Andrea thanks for pointing out the other article in this months ADA journal. This would also be an interesting article for interns and students to read. The article is titled Accurate Determination of Engery Needs in Hospitalized Patients on page 393.
Pam:
I think that you are right. The body can better use the energy for healing instead of digesting nutrients. I dont think it ever hurts to cut back for a short period of time. The digestive system could probably use a break from working overtime for so long.
I agree with what slgaitr has said about each patient being completely different in their recovery and this scenario of underfeeding may not be correct for everyone we treat in the ICU. This study may have seen some coincedences in the hypocaloric treatments reducing length of stay but we still need to monitor each patient at an individual basis and make sure they can handle lack of calories.

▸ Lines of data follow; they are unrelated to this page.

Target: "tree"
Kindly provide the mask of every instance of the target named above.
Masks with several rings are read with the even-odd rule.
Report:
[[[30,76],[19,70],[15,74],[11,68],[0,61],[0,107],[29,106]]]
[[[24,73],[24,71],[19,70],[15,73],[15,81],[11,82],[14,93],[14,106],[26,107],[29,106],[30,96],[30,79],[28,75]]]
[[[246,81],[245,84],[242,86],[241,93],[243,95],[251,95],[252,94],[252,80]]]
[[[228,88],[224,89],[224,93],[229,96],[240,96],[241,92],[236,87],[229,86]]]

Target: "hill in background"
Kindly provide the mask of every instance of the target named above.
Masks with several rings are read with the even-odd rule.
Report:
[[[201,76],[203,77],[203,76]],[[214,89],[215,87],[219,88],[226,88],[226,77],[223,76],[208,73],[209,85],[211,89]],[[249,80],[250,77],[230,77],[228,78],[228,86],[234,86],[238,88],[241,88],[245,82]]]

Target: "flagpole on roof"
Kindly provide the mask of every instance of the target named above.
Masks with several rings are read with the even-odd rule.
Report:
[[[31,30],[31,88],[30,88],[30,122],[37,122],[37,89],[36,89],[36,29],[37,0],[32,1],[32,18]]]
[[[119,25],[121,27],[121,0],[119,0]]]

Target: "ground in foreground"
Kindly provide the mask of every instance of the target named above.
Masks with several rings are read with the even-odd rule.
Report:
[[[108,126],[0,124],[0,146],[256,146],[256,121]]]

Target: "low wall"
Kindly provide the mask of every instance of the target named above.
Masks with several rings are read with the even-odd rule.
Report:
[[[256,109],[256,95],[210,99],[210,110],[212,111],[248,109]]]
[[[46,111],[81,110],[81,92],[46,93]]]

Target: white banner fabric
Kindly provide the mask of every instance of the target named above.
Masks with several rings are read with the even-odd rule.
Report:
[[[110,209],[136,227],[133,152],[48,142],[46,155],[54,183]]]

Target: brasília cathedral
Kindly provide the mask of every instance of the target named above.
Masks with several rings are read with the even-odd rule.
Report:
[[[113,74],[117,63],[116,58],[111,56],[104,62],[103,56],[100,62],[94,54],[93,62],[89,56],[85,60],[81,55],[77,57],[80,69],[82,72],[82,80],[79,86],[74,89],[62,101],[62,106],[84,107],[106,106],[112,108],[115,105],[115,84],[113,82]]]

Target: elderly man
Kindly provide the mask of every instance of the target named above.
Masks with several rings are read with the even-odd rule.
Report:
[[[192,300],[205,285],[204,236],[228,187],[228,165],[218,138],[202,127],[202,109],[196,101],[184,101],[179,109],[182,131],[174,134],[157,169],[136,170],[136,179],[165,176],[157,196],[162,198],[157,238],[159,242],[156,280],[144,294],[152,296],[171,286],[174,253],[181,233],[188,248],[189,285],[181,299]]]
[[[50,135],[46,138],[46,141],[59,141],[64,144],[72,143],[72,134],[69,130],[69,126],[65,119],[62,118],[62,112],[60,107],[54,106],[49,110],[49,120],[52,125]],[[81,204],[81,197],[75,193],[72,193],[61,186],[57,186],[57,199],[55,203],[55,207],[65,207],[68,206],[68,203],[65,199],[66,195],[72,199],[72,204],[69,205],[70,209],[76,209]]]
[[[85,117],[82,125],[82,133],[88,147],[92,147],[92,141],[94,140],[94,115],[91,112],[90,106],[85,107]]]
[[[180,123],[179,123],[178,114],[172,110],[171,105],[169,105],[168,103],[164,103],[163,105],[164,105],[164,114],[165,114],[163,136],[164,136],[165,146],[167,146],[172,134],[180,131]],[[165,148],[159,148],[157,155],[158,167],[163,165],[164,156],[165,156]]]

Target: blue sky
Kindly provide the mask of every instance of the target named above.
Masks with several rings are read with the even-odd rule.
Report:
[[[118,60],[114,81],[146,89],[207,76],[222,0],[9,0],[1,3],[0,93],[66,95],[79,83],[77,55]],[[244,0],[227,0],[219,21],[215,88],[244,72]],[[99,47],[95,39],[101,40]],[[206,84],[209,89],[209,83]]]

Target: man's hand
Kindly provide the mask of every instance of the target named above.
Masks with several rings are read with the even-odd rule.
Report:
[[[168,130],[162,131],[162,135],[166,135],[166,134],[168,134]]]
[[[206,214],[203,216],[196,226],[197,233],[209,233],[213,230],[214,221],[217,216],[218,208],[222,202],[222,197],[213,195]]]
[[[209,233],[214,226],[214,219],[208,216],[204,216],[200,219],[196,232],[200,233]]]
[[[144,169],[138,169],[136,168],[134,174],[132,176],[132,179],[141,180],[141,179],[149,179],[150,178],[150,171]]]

Lcflier, I agree with the theory that maybe the RD made a mistake with the needs of the patient. This study needs more background information to be able to understand it to the fullest. (this is pam moore)

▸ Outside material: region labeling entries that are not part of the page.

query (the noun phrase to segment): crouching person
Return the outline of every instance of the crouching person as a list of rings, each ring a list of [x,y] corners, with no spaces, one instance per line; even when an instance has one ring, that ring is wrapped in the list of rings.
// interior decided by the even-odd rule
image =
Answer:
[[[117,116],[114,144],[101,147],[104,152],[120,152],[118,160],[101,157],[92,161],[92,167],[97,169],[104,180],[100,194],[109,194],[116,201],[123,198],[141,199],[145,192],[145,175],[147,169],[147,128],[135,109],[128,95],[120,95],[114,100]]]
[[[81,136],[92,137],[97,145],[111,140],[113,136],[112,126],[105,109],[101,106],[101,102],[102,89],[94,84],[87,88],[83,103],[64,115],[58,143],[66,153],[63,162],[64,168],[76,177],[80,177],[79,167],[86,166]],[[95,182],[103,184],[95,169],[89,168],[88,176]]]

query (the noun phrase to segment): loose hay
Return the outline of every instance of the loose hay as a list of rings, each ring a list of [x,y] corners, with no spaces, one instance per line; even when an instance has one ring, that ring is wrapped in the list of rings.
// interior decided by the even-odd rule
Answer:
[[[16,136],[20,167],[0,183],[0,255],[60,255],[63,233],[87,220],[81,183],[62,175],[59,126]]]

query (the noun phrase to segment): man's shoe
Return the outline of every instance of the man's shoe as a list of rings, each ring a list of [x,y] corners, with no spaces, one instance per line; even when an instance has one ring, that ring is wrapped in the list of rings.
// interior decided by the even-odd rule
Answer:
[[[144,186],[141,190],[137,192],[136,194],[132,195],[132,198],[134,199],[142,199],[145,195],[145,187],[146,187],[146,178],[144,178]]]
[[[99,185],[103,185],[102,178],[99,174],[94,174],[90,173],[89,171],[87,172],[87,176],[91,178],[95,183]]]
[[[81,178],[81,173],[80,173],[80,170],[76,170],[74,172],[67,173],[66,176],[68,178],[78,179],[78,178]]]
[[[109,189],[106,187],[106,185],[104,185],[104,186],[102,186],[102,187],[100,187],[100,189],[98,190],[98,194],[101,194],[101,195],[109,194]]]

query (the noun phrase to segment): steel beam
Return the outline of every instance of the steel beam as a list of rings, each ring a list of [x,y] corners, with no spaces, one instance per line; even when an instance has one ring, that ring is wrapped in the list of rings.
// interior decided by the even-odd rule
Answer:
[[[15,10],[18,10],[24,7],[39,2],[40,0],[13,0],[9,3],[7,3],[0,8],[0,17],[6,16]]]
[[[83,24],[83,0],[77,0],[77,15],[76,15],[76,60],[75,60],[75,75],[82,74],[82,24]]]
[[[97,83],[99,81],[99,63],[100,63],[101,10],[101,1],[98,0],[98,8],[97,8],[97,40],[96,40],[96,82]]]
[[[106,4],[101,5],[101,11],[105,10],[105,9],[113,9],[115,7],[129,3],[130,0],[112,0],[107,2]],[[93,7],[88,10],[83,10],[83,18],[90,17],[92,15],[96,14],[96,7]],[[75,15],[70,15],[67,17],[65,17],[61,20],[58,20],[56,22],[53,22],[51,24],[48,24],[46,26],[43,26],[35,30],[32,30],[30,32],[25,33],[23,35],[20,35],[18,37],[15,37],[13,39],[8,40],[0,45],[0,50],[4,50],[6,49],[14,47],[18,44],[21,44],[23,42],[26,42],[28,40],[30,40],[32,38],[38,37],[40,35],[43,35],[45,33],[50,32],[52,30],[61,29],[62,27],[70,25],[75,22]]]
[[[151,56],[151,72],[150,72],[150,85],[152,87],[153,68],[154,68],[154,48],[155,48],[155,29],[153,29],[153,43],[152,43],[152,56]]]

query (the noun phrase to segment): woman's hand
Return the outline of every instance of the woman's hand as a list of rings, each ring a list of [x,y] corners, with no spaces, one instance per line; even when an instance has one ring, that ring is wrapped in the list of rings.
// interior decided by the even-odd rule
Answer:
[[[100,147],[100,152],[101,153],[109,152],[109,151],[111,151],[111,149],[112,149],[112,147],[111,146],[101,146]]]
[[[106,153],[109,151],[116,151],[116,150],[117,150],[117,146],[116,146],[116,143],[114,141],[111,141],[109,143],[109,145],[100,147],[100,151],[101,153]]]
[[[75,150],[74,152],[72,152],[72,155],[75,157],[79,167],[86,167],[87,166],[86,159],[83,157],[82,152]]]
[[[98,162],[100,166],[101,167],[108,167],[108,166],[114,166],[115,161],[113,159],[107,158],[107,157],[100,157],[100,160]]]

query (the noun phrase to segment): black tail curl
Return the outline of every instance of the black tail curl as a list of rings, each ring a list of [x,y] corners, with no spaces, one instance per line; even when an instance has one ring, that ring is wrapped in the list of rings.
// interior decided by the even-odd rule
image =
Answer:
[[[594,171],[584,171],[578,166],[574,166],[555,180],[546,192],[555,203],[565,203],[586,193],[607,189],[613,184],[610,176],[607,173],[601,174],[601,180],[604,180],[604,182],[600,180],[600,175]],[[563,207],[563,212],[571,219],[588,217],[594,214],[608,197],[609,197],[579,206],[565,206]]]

I believe that Steph brings up a good point that although in this study, the patient length of stay was reduced by lower calorie diets, but it is important that these patients are getting the required amounts of nutrients to promote the healing process. When the body is healing or trying to overcome an illness, it will use more calories, so it is important not too provide the patients with little so this process can be carried out!
Lori-
I think you bring up a good point about how the severity of the injury determines the caloric intake a patient is given. It would also determine how long they have to stay in the hospital. It was good thinking to determine that their injury was probably not that severe.
Karlie,
I agree with your thoughts about why providing less nutrition reduced hospital stay. I also "that their body ends up expending a lot of energy on metabolizing those nutrients, instead of focusing more energy on healing". Especially when it comes to severely ill patients who need a lot of energy to heal.